The Guardian reports on the debut of an opera based on the life of WWI poet Siegfried Sassoon this weekend at the Garsington Opera in Buckinghamshire. Waugh and Sassoon were contemporaries but not friends, although they were connected through their friendships with others, most notably Ronald Knox and Katharine Asquith. Sassoon lived for many years at Heytesbury, Wiltshire near Mells in Somerset, where Knox spent his last years as a guest of Katharine Asquith. Knox helped arrange Sassoon’s instruction for conversion to Roman Catholicism in the late 1950s when he was too ill to take on the task himself. Sassoon, Knox and Asquith are all buried in the Mells Anglican churchyard next to Asquith’s ancestral home.
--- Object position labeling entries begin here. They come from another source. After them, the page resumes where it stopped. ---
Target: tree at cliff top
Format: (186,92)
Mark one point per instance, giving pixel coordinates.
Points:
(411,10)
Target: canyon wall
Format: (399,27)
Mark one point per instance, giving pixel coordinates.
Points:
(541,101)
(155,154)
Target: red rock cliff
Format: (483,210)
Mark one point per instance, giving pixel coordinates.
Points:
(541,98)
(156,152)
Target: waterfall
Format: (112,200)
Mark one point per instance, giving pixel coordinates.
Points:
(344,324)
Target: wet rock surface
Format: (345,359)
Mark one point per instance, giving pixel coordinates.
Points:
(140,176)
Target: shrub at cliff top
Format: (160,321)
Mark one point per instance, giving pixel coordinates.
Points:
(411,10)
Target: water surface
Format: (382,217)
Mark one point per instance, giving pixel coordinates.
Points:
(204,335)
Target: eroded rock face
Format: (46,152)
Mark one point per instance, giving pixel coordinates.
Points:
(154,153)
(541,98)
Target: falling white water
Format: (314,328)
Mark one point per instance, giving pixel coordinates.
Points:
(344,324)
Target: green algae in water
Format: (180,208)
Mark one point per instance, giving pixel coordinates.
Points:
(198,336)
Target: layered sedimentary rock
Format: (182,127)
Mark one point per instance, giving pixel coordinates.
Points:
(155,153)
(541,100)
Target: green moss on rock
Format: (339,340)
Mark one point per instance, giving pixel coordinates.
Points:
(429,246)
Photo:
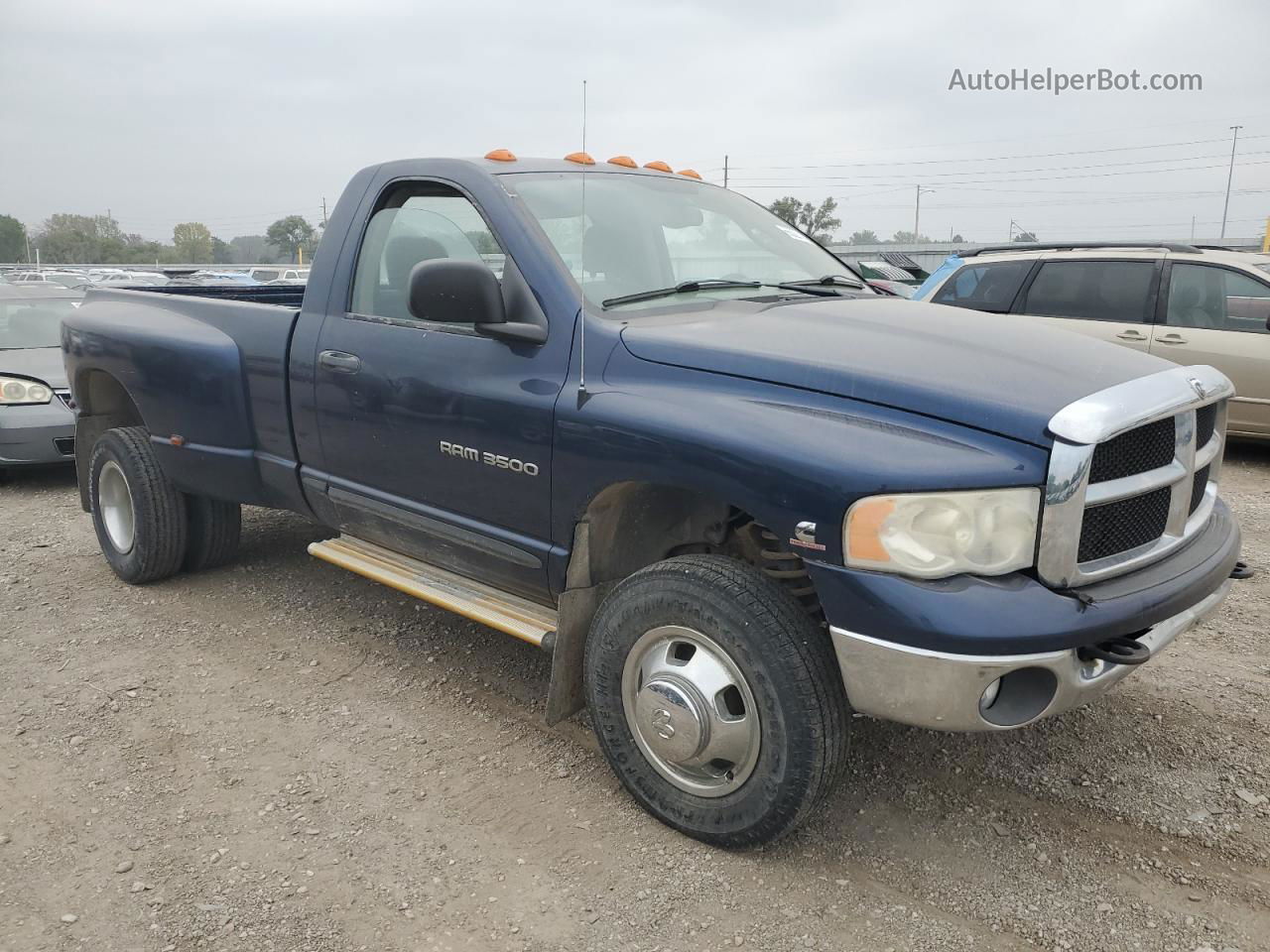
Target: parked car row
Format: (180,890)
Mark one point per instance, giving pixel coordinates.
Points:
(1188,303)
(37,419)
(85,278)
The Guardian article claims a further connection through Stephen Tennant with whom Sassoon had an affair in the 1920. According to the Guardian, Tennant “was among Evelyn Waugh’s inspirations for Brideshead Revisited’s Sebastian Flyte.” That seems a bit far-fetched. The flamboyant Tennant probably contributed more to  the character of Anthony Blanche or Ambrose Silk or some of the BYPs in Vile Bodies than to the melancholic Sebastian.
Sassoon’s religious conversion forms a background to the opera which is entitled “Silver Birch.” According to the Guardian’s article, written by Joanna Moorhead, he developed an attachment to his niece and god-daughter Jessica Gatty late in life and was instrumental in her own conversion to the Catholic faith, something about which her family were not particularly happy at the time. She later became a nun, after Sassoon’s death, and continues to live in a convent near Twickenham where she
 focuses on ecological issues, of which her godfather would have approved. She remembers him as a shy man who rarely looked his listener in the eye, but who could certainly talk – often about the first world war. “The weight of war was still there. It was obvious that what he’d seen and experienced in the trenches was still very traumatic.”… In her view, Sassoon’s entire output was a quest towards God. “His poetry turned into prayer,” she says. “The attention that was there as he wrote poetry became the attention that turned to the source of poetry.”
Sister Jessica Gatty, as she is now, was the source of information for the libretto of the opera. According to the librettist Jessica Duchen:
 talking to Sister Jessica helped draw out the poet’s personality. “She helped me understand his life and motivations. It was wonderful to meet someone who had been so immeasurably influenced by him.”